センターの思い出
今日は夕方に少し雪がちらついた。
そういえば、僕が受験の時も同じように雪が降っていたような気がする。
あの日、
空気はキンキンに冷え、心はガチガチに緊張していた。
自分は割と緊張しない方で、余裕と思っていたのだが、
考えていたセンターの日にしか使えない小話が全部吹き飛んで、忘れてしまったぐらいには緊張していた。
今思えば、忘れて幸せだった。
話していたら盛大にスベっていただろう。
縁起でもない。
センターの席は割と恵まれていた。
前の席は同じクラスのやつで、
隣は保育園から中学校まで同じだった。
一科目の社会が配られ、
気の知れた友達に囲まれた温室によって溶かされた僕の心に、今にもバラが咲かんとするときに事は起こった。
袋が開かない…
センターを受けた人は思い出して欲しいのだが、社会含め各科目は全種類ビニールに入って配られて、受験者はその袋から自分の受ける科目を取り出すのである。
そして、その袋が開かない。
僕は焦った。
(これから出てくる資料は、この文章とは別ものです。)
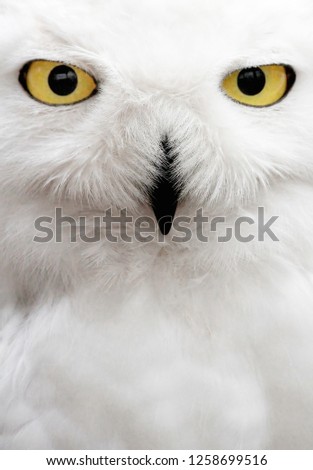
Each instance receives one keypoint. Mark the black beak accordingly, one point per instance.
(165, 194)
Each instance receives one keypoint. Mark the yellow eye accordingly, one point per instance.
(259, 86)
(55, 83)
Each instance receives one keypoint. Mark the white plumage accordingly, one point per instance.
(159, 345)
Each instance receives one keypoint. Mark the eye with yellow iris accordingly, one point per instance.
(56, 83)
(259, 86)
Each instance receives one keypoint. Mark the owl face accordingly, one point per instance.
(154, 104)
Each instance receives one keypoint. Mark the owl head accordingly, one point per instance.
(154, 104)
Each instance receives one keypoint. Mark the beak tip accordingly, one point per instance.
(165, 225)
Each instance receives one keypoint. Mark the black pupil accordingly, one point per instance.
(63, 80)
(251, 81)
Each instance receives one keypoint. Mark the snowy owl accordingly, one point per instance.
(186, 322)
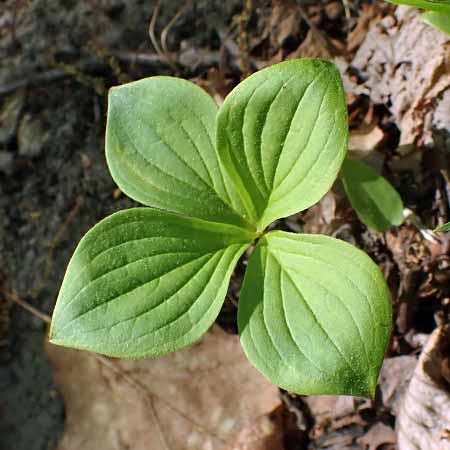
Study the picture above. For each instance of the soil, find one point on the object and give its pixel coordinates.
(58, 58)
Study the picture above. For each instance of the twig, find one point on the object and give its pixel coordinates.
(168, 27)
(320, 36)
(149, 395)
(243, 38)
(347, 12)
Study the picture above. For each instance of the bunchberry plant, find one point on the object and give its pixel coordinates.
(314, 312)
(437, 12)
(376, 202)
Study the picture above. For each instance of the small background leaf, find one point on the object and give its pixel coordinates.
(436, 5)
(144, 282)
(374, 199)
(314, 315)
(439, 20)
(443, 228)
(282, 135)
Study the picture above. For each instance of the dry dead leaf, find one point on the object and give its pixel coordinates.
(423, 420)
(207, 396)
(378, 435)
(406, 65)
(394, 378)
(314, 46)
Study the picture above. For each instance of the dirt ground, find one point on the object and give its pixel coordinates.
(58, 59)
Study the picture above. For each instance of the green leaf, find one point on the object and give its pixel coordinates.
(282, 136)
(144, 282)
(374, 199)
(439, 20)
(160, 149)
(443, 228)
(314, 315)
(430, 5)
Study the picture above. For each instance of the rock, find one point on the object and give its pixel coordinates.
(9, 115)
(405, 65)
(31, 136)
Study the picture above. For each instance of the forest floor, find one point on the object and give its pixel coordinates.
(58, 59)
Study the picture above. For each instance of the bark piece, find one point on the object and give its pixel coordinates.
(424, 418)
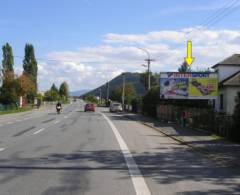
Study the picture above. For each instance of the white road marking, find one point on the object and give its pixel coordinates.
(56, 122)
(38, 131)
(139, 183)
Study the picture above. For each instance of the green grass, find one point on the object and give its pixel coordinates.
(15, 110)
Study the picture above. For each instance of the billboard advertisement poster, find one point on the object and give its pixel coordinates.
(174, 85)
(203, 87)
(174, 88)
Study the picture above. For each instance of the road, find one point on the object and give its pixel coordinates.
(100, 153)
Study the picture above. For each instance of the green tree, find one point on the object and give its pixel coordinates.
(54, 88)
(30, 64)
(7, 61)
(64, 90)
(130, 93)
(153, 79)
(184, 67)
(236, 121)
(9, 90)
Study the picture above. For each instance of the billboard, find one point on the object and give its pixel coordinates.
(194, 85)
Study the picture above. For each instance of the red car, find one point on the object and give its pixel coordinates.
(89, 107)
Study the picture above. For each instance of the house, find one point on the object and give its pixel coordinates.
(229, 83)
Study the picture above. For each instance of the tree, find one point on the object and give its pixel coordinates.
(236, 117)
(27, 85)
(130, 93)
(144, 79)
(9, 90)
(30, 64)
(184, 67)
(64, 90)
(8, 61)
(54, 88)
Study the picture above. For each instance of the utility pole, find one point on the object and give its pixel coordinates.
(107, 91)
(100, 95)
(123, 91)
(148, 60)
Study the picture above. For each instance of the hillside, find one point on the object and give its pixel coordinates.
(130, 78)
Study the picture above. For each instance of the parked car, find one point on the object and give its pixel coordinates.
(89, 108)
(116, 107)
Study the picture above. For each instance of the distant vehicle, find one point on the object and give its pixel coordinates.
(89, 108)
(116, 107)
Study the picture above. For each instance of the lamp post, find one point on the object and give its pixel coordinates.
(148, 60)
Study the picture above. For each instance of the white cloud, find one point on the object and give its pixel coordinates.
(90, 67)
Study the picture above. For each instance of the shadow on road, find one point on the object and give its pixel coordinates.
(164, 168)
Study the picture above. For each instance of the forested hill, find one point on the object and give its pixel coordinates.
(130, 78)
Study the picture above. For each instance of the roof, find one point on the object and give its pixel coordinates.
(233, 60)
(231, 80)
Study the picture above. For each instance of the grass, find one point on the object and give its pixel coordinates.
(15, 110)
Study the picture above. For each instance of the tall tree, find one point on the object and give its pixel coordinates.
(64, 90)
(30, 63)
(184, 68)
(54, 88)
(8, 61)
(129, 94)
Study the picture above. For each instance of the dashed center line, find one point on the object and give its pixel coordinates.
(36, 132)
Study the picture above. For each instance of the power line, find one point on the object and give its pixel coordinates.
(69, 61)
(223, 14)
(215, 14)
(218, 15)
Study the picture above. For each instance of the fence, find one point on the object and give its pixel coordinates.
(197, 118)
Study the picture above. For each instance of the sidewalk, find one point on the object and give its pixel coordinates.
(221, 151)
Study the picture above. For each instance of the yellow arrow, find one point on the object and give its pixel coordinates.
(189, 59)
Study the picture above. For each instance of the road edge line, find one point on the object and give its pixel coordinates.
(137, 178)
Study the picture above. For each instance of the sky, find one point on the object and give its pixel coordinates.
(87, 42)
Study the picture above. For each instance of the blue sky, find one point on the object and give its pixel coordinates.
(68, 29)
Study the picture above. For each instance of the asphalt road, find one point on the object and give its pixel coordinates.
(100, 153)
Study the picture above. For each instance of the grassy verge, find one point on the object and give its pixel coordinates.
(16, 110)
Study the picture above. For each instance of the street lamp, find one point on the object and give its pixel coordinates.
(148, 60)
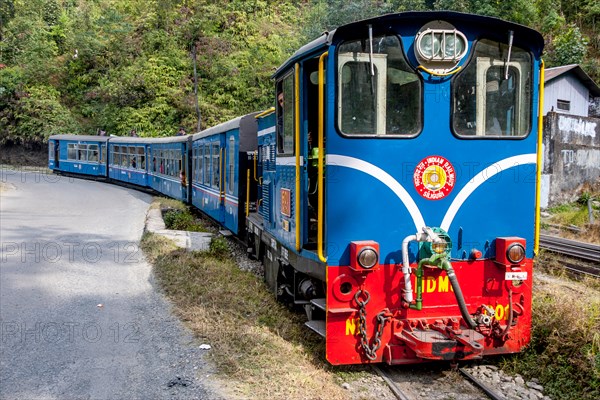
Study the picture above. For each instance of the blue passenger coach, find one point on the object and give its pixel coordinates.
(78, 154)
(127, 161)
(167, 162)
(223, 166)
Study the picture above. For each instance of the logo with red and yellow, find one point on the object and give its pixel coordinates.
(434, 177)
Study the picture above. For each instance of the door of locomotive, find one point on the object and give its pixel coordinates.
(309, 90)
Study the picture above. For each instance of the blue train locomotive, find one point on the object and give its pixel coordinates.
(391, 192)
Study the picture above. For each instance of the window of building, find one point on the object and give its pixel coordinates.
(563, 105)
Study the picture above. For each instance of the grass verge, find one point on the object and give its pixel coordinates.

そんな罠があるなんて。
周りのみんなが着々と準備して行く中、僕だけ袋と格闘している。
僕の心は一気に氷河期に陥った。
早く開け、もう、マンモスがそこまで来ている!
こんなことならカップ麺のビニール開けるのにカッターなんて使わず素手で開ける練習をしておけばよかった。
たまらず隣の竹馬の友に聞いた。
「どうやって開けた!?」
「えっ、普通に横に引っ張って…」
ええい、ダメだ。それは試してるけど開かないのだ。
前の竹馬はどうだ?
僕は前を見た。
やつは笑ってた。
この使えない竹め、2つにかち割ってやる。
僕がカオナシなら即食べていた。
ここまでは覚えているのだが、この先どうなったか思い出せない。
袋が無事空いたのか、係の人を呼んだのか…。
ただ、試験だけは無事に受けられた。
全国の受験生よ、安心されたし。